DVC makes financial sense as a vacation tool, not an investment vehicle. If you're going to Disney anyway and you'd be spending $4,000-6,000 per year on resort rooms, DVC saves you real money. Renting in the years you can't travel is a smart way to avoid wasting points. But buying DVC with the primary goal of rental income? There are much better places for that money.

Alternatives to Renting

Before you go through the rental process, make sure you've considered the simpler options.

Bank your points. If you're within the banking window, push those points to next year and plan a bigger trip. This is always the easiest and best option if the deadline hasn't passed.

Gift a stay. You can book a DVC resort reservation for anyone, not just yourself. Your parents, your siblings, your best friend. Use the points to give someone a vacation they wouldn't have taken otherwise. No money changes hands, no tax implications, and someone you care about gets a week at Disney. I've had clients book stays for their kids' teachers, their neighbors, even their pastor. DVC doesn't care who stays in the room as long as someone checks in.

Borrow from next year. If you're within the borrowing window, pull some of next year's points forward for a last-minute trip. Maybe you can't do a full week, but a long weekend using 80-100 points is better than letting 200 points expire.

Renting should be your last option, not your first plan. If you find yourself renting every single year, that's a sign that you either bought too many points or your vacation patterns have changed. In that case, it might be time to read our guide about selling your contract and right-size your ownership. There's no shame in selling 50-75 points if you're consistently not using them. You'll get most of your purchase price back on the DVC resale market, and your annual dues go down immediately.

Point rental is a useful safety net for DVC owners who occasionally can't travel. It turns unused points into cash, covers your dues, and keeps your ownership from feeling like a waste in off years. Just don't build your DVC strategy around it. Buy DVC to go to Disney. Rent when life gets in the way. That's the right order of priorities.

How to Maximize Your Rental Income

If you do decide to rent, a few things affect how much you'll get and how fast you'll find a renter. Peak season reservations at popular resorts command the highest rates. A Beach Club reservation during Food and Wine Festival or a Bay Lake Tower booking over Christmas week will rent faster and for more money than an Old Key West reservation in September.

Timing also matters on the listing side. Post your rental availability early. Renters start looking for peak-season Disney trips 6-9 months in advance. If you list a Christmas week reservation in June, you'll have lots of interested renters to choose from. List it in October and you're competing with other last-minute rentals, which drives the price down.
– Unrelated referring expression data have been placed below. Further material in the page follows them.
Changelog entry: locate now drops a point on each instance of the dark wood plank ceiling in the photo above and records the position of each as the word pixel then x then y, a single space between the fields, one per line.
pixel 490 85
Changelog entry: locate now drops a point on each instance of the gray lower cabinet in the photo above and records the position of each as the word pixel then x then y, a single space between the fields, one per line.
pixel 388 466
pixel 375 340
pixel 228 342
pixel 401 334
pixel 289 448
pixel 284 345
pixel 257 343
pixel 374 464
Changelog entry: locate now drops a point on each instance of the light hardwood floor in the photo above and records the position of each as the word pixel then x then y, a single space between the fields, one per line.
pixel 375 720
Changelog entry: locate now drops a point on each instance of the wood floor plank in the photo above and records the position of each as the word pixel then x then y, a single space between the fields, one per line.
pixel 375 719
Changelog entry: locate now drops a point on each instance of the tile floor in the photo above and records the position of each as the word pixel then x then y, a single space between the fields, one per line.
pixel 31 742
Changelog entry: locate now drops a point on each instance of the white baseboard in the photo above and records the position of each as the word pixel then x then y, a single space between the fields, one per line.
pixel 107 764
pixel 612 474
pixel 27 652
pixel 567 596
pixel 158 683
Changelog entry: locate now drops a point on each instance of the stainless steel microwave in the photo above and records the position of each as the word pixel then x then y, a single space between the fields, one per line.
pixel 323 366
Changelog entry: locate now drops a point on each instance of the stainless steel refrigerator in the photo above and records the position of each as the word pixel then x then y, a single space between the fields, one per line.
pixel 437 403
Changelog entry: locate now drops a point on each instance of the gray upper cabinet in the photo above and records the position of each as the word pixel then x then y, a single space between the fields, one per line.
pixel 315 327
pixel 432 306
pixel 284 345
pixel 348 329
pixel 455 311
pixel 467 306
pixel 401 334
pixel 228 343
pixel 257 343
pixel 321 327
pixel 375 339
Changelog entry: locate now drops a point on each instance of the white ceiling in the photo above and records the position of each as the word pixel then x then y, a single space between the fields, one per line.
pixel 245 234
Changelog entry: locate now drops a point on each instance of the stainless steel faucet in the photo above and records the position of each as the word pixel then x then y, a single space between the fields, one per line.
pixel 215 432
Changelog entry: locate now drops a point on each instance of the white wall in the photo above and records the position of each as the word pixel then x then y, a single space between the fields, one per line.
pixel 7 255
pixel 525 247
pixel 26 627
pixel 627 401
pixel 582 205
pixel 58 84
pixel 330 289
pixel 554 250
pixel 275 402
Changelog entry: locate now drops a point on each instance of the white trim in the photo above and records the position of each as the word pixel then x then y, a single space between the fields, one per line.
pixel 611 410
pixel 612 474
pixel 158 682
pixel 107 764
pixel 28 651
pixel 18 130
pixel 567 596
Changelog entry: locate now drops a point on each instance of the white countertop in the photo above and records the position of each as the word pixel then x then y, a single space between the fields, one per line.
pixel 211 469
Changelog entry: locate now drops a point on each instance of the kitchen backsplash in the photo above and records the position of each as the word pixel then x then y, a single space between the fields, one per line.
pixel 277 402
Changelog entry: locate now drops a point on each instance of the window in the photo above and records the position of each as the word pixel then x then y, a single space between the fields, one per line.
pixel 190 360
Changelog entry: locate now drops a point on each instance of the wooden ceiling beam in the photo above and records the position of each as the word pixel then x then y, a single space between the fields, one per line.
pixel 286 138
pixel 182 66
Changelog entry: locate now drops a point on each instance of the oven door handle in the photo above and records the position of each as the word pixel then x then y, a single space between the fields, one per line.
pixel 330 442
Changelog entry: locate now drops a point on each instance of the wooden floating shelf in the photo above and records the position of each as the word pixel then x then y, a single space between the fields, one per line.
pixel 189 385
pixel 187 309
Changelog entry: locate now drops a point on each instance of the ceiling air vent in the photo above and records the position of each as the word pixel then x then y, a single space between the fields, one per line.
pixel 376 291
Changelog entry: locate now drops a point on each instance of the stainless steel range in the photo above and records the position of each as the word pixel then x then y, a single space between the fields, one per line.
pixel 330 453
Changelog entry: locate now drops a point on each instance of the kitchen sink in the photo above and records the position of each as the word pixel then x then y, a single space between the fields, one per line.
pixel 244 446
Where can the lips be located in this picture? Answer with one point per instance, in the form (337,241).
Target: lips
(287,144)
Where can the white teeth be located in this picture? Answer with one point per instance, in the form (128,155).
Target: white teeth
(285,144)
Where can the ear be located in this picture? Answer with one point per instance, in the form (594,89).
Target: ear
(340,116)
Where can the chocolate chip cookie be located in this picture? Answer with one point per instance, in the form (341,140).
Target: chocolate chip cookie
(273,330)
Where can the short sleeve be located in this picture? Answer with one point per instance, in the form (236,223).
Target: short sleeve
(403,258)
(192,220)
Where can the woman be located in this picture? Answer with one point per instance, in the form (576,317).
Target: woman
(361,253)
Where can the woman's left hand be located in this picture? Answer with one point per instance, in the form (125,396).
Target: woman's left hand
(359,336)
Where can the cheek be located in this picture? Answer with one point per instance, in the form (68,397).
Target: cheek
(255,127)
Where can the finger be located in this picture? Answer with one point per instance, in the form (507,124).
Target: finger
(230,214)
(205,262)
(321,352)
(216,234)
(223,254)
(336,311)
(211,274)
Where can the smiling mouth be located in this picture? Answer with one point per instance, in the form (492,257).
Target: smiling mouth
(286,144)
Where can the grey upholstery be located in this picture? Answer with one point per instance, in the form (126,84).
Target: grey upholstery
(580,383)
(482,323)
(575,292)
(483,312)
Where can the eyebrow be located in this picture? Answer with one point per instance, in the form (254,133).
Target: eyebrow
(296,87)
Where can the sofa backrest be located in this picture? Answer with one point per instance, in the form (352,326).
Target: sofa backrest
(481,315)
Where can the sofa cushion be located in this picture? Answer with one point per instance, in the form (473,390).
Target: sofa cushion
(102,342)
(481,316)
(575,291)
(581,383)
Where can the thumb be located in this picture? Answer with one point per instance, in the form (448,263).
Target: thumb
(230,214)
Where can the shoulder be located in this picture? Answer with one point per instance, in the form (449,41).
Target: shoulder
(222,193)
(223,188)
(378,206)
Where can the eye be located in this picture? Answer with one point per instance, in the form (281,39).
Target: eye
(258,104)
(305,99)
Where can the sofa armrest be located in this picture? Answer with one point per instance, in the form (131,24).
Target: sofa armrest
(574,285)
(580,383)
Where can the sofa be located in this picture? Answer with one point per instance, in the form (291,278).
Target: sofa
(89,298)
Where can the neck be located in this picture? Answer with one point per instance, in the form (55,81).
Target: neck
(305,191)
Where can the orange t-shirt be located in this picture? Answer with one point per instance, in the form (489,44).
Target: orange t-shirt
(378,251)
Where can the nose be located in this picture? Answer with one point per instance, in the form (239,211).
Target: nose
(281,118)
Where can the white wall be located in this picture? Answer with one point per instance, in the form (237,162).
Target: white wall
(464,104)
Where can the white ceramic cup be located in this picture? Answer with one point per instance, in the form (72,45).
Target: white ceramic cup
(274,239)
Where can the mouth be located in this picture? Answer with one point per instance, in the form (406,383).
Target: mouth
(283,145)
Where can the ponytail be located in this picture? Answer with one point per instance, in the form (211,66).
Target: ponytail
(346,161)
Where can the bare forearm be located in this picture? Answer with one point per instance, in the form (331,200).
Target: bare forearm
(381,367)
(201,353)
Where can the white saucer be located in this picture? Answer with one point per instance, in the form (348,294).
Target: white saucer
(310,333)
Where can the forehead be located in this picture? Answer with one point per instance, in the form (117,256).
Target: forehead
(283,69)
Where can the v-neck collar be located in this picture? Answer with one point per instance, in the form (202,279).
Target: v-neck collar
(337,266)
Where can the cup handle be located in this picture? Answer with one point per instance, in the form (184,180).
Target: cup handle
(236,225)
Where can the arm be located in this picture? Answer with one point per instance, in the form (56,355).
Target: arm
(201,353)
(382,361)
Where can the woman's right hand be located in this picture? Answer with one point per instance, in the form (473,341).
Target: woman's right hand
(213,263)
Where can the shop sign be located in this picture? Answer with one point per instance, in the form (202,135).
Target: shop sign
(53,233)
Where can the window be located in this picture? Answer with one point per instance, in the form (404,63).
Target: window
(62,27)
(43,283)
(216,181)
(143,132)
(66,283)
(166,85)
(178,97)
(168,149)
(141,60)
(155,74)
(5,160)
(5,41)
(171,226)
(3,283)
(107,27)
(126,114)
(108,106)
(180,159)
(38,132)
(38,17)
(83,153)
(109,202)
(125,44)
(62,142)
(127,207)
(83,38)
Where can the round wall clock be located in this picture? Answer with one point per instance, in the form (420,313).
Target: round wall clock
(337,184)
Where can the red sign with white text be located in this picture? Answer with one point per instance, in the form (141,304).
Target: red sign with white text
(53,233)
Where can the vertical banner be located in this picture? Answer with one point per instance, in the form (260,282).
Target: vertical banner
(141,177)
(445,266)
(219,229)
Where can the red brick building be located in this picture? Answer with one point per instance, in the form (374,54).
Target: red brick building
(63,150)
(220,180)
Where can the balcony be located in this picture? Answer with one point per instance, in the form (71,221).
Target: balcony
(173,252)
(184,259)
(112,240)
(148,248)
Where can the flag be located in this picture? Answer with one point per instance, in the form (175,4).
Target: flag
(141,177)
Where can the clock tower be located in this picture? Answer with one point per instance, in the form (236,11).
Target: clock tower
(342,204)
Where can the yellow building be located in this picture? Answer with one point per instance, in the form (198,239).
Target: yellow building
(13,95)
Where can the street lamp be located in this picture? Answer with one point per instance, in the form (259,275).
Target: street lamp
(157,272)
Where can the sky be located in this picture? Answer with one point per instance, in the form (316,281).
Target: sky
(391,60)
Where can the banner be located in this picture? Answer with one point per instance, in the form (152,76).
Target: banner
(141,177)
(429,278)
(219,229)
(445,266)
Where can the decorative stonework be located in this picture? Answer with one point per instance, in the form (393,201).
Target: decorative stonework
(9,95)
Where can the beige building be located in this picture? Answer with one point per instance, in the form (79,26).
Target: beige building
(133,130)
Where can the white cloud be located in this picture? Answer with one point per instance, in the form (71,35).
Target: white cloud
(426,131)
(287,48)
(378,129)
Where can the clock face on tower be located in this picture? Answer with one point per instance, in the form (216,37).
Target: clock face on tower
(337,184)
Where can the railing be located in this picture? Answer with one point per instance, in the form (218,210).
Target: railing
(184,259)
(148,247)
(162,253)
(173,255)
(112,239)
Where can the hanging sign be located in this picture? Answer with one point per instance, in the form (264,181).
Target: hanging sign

For broker rentals, submit your points as early as possible. Brokers match renters with available points on a first-come basis. If you wait until your points are about to expire, the broker has less time to find a match, and you might end up with a less desirable booking that takes longer to rent. Give yourself and the broker at least 3-4 months of runway before your points expire.

One more thing. If you're renting through a broker, you typically get paid after the reservation check-in date, not when the booking is made. So there's a cash flow gap between when you commit your points and when you actually receive money. If you're counting on rental income to pay your dues bill that's due in January, make sure the reservation check-in is before January, or plan to float the dues payment until the rental income arrives. It's not a big deal, but it catches some people off guard the first time.

The DVC rental market is healthy and active. As long as Disney resorts remain popular vacation destinations (and there's no sign of that changing anytime soon), there'll be demand from non-DVC families who want the resort experience at below-rack-rate prices. Your unused points have real value. Just make sure renting is a backup plan for the occasional off year, not your primary reason for owning DVC.